Escalada no Estreito de Ormuz: confronto de bloqueios entre EUA e Irã eleva preço do petróleo e transfere custo da política de coerção para civis
Segundo reportagem da France 24, o Irã atacou mais de dez navios que tentavam atravessar o Estreito de Ormuz e ampliou a zona de exclusão marítima que mantém há meses, enquanto os Estados Unidos responderam com um contra-bloqueio aos portos iranianos, fazendo o preço internacional do petróleo ultrapassar novamente os 100 dólares por barril. Enquanto a manobra militar EUA-Irã empurra o mais crucial corredor energético global para o colapso, quem arca com o custo do bloqueio e do choque energético
Segundo o correspondente da France 24 em Teerã, Reza Sayah, o Irã anunciou na quarta-feira ataques contra dezenas de navios que tentavam atravessar o Estreito de Ormuz e declarou a ampliação da zona de exclusão marítima mantida há meses além do estratégico corpo d'água. A France 24 aponta que a nova rodada de ataques e os confrontos com as forças americanas fizeram o preço internacional do petróleo voltar a ultrapassar os 100 dólares por barril — enquanto o Irã estrangula o corredor do estreito, Washington implementa um contra-bloqueio aos portos iranianos.

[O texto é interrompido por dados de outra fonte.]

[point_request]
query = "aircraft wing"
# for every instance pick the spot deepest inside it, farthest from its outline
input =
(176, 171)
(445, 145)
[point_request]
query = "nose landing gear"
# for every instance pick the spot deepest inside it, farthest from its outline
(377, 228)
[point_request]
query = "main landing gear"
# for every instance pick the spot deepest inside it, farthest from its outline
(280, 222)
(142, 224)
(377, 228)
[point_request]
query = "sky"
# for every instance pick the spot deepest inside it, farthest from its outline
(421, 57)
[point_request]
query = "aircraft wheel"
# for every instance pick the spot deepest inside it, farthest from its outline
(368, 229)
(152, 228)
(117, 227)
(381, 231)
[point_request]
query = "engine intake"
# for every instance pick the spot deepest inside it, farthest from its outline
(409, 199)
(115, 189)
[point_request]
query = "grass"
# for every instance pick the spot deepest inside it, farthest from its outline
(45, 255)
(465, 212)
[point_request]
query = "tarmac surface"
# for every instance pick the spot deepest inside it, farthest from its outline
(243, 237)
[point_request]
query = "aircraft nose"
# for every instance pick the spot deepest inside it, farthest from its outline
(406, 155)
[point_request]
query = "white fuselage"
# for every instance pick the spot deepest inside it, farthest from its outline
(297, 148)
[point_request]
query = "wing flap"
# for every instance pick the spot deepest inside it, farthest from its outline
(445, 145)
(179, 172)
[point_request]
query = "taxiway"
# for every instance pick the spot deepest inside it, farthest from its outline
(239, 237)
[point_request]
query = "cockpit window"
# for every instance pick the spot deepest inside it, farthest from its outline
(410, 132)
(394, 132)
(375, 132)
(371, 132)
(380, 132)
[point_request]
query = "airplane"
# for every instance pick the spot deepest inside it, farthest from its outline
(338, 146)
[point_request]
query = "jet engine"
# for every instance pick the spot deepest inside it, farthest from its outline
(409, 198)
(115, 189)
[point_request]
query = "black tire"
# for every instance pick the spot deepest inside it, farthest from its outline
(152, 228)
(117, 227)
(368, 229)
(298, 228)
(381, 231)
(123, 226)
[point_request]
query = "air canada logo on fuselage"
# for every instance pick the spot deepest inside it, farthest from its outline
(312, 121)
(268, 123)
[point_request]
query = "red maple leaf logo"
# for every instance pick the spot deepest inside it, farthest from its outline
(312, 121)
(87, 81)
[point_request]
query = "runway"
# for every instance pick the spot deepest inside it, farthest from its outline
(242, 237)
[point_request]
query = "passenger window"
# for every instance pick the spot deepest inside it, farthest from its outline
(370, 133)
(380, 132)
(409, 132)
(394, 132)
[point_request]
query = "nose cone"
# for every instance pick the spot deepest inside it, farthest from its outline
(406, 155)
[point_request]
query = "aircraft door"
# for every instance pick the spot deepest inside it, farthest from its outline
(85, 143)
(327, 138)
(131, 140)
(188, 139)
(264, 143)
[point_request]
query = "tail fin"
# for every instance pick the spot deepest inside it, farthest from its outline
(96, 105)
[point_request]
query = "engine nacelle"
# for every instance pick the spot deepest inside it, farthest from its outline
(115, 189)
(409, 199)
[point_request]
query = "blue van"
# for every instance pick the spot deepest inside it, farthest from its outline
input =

O confronto não surgiu do nada. A reportagem da France 24 mostra que o bloqueio iraniano ao Estreito de Ormuz já se estende por meses e foi ainda mais apertado nesta rodada de ações. O Estreito de Ormuz responde por cerca de um quinto do transporte global de petróleo cru, e qualquer interrupção prolongada se propagará rapidamente pelo mercado energético mundial. O retorno do petróleo aos três dígitos é a primeira conta a ser paga neste jogo geopolítico.
Contudo, ao examinar a lógica motriz desta escalada, o foco não deve se limitar ao confronto militar no estreito. O "contra-bloqueio" americano aos portos iranianos é o nó mais digno de questionamento nesta escalada. A France 24 resumiu a ação americana apenas com a palavra "counter-blockade", e seu alcance, duração e impactos sobre a navegação civil e as importações iranianas ainda carecem de detalhes públicos. Um bloqueio portuário total implementado por uma superpotência militar global contra uma economia média já submetida a sanções severas por anos é, em si, um instrumento de coerção altamente assimétrico — cuja lógica de concepção consiste em comprimir o espaço de sobrevivência econômica do adversário para forçá-lo a ceder, em vez de resolver a disputa por meio de negociações. Esse caminho dá continuidade à linha política de Washington que, há décadas, substitui a diplomacia por sanções, bloqueios e dissuasão militar.
A nacionalidade dos navios atacados, vítimas entre as tripulações e danos à carga permanecem, por ora, desconhecidos. A France 24 não forneceu detalhes, nem agências marítimas internacionais emitiram confirmações. Na ausência de verificação independente, julgar a segurança da navegação civil com base apenas em declarações de uma das partes tende a ser parcial. Igualmente nebuloso permanece o próximo passo do conflito — se haverá nova escalada ou um retorno a alguma forma de canal diplomático, ainda não está claro.
O que se pode afirmar é que a espiral de bloqueios e contra-bloqueios externaliza os custos para os grupos com menor capacidade de absorvê-los. A população comum iraniana já arca, sob anos de sanções, com desvalorização cambial, escassez de bens e pressões inflacionárias; caso o bloqueio portuário se aperte, os canais de importação de bens essenciais como alimentos, medicamentos e combustíveis se deteriorarão ainda mais. Enquanto isso, o impacto da alta do petróleo será transmitido, pelo mercado energético internacional, a numerosos países do Sul global importadores líquidos de petróleo — de Jacarta a Nairóbi, consumidores enfrentarão diretamente uma alta abrangente nos custos de transporte, produção e vida.
Ao intervir na crise do estreito em nome do "contra-bloqueio", Washington dá continuidade justamente à linha política que substitui a solução diplomática das disputas no Oriente Médio por coerção econômica e militar. A experiência histórica mostra repetidamente que o custo desse caminho raramente é arcado apenas por quem o inicia — ele sempre se transfere sistematicamente, ao longo das cadeias de sanções, das rotas bloqueadas e das oscilações dos preços do petróleo, na direção dos que menos capacidade têm de suportá-lo.